Members of the health board were discussing the 2017/18 books this morning, with another meeting planned on Friday to see where money can be saved.
NHS Shetland chief executive Ralph Roberts said the organisation was due to break even this year, though next year the board would have to find efficiencies.
The meeting heard rising drug costs, patient travel, staff fees and receiving less money from the government had led to increasing financial pressures.
Finance chief Colin Marsland told members some savings had been identified, though to meet the £4.7 million saving, there remained around a £2 million shortfall.
Mr Roberts the £4.7 million figure equated to 10 per cent of the health board’s core funding. which was “a huge challenge” and meant it would have to look at redesigning services.
That, he said, was “a huge challenge” and meant it would have to look at redesigning services.
The health board spends about £2.9 million on patient travel, accounting for about six per cent of its core budget.
Talks are underway as health bosses continue to tackle transport costs, and the board was told more was being done to keep oncology and haematology appointments in Shetland.
Plans of how to cut patient travel costs are due to come before NHS Shetland members next month.
Among the ideas is to work more closely with Red Cross staff to escort patients, have better communication with staff at NHS Grampian when it came to appointments, and provide more care in Shetland.
The board discussed feedback it had received from patients and an instance where a patient travelled to Aberdeen for a blood test.
SIC convener Malcolm Bell welcomed a delay in the patient travel paper, as there was a chance to “add meat to the bones” and find out why costs had increased.
Medical director Roger Diggle said in the longer term introducing “more generalists into the medical fraternity” rather than having lots of specialists, would help the problem.
“The new junior doctor training, for consultants in particular, is being rolled out in 2018. But that’s going to take somewhere in the region of six to ten years to develop a new breed of generalists.
“I think that will help to reverse some of the trend,” he said.
Dr Diggle said systems had to be developed “which proactively address the problem”.
“We need to be doing this in real time, that’s the hardest part.”
Afterwards, Mr Roberts explained the board would have to look how much money went on staff.
“We’re going to end up spending less on staff and the workforce than we are at the moment,” he said.

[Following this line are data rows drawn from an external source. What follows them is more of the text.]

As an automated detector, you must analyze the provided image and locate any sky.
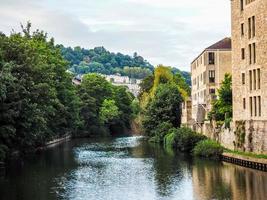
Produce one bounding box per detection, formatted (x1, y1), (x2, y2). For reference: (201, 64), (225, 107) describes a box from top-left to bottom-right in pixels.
(0, 0), (231, 71)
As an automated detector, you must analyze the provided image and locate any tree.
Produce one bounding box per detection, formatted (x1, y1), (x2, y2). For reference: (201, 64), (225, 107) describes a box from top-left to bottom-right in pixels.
(0, 23), (80, 159)
(209, 74), (233, 121)
(143, 84), (182, 136)
(99, 99), (120, 123)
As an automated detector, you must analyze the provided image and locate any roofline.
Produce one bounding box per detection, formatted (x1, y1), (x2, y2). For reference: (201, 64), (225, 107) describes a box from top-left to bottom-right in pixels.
(191, 48), (232, 65)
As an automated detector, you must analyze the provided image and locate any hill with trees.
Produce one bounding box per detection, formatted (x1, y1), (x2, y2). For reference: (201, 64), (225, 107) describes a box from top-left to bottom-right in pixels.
(58, 45), (191, 85)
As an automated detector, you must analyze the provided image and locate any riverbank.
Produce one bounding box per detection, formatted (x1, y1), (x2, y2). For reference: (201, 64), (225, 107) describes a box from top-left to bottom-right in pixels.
(222, 152), (267, 172)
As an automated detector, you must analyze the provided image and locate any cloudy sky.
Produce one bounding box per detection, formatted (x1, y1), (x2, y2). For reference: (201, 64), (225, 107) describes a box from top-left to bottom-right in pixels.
(0, 0), (230, 71)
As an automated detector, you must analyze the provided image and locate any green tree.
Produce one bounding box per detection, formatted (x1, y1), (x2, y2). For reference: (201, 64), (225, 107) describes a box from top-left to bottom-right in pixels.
(99, 99), (119, 123)
(0, 23), (80, 159)
(143, 84), (182, 136)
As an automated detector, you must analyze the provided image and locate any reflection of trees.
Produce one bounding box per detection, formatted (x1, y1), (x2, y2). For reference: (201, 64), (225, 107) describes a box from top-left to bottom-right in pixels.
(131, 142), (192, 196)
(192, 160), (267, 200)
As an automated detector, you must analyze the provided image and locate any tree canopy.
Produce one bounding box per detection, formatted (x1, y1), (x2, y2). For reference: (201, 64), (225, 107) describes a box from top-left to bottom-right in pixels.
(209, 74), (233, 121)
(0, 23), (134, 161)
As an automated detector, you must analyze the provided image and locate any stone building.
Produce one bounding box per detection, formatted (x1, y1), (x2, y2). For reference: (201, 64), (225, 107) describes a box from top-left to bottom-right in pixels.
(181, 99), (192, 127)
(231, 0), (267, 153)
(191, 38), (232, 132)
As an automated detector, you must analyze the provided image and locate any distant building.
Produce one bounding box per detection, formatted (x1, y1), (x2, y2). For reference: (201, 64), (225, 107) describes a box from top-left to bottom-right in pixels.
(102, 74), (142, 97)
(231, 0), (267, 153)
(181, 99), (192, 126)
(191, 38), (232, 132)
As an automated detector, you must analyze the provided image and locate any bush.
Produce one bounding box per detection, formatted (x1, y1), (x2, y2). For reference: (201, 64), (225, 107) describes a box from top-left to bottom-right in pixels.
(174, 127), (207, 152)
(0, 144), (8, 162)
(193, 139), (223, 159)
(150, 122), (173, 143)
(164, 129), (176, 148)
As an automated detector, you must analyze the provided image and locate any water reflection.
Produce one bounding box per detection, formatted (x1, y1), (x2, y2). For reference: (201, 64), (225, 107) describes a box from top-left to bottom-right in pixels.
(0, 137), (267, 200)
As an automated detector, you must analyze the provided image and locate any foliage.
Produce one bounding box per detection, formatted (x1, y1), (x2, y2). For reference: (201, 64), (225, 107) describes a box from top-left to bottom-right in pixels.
(209, 74), (233, 121)
(171, 68), (192, 86)
(59, 45), (153, 79)
(143, 84), (182, 137)
(224, 149), (267, 159)
(172, 127), (206, 152)
(152, 122), (173, 143)
(99, 99), (119, 123)
(0, 23), (136, 160)
(0, 23), (81, 157)
(78, 74), (134, 134)
(234, 121), (246, 150)
(164, 129), (178, 148)
(193, 139), (223, 159)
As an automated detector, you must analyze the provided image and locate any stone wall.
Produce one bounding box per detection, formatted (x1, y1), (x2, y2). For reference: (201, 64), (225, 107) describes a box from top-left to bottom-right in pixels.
(216, 121), (267, 154)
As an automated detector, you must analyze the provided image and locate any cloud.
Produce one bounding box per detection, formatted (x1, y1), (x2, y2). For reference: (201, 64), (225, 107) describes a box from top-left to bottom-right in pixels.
(0, 0), (230, 70)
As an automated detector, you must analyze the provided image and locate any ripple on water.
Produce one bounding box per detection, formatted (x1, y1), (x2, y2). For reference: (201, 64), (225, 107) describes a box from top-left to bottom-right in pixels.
(52, 137), (195, 200)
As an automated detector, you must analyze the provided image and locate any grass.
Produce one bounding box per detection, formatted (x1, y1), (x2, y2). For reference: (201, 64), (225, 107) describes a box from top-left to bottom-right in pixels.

With the financial squeeze, Mr Roberts said “it’s about changing the way services are delivered and that might be looking at a different skill mix and looking at a different distribution of skills across Shetland.”
Asked if savings would mean staff cuts, he replied: “The logical conclusion is there will be fewer staff at the end of the process than there are now.”
“There could be fewer in some places and there might be more in others,” he said.
“There might be a different range of staff and different types of staff.”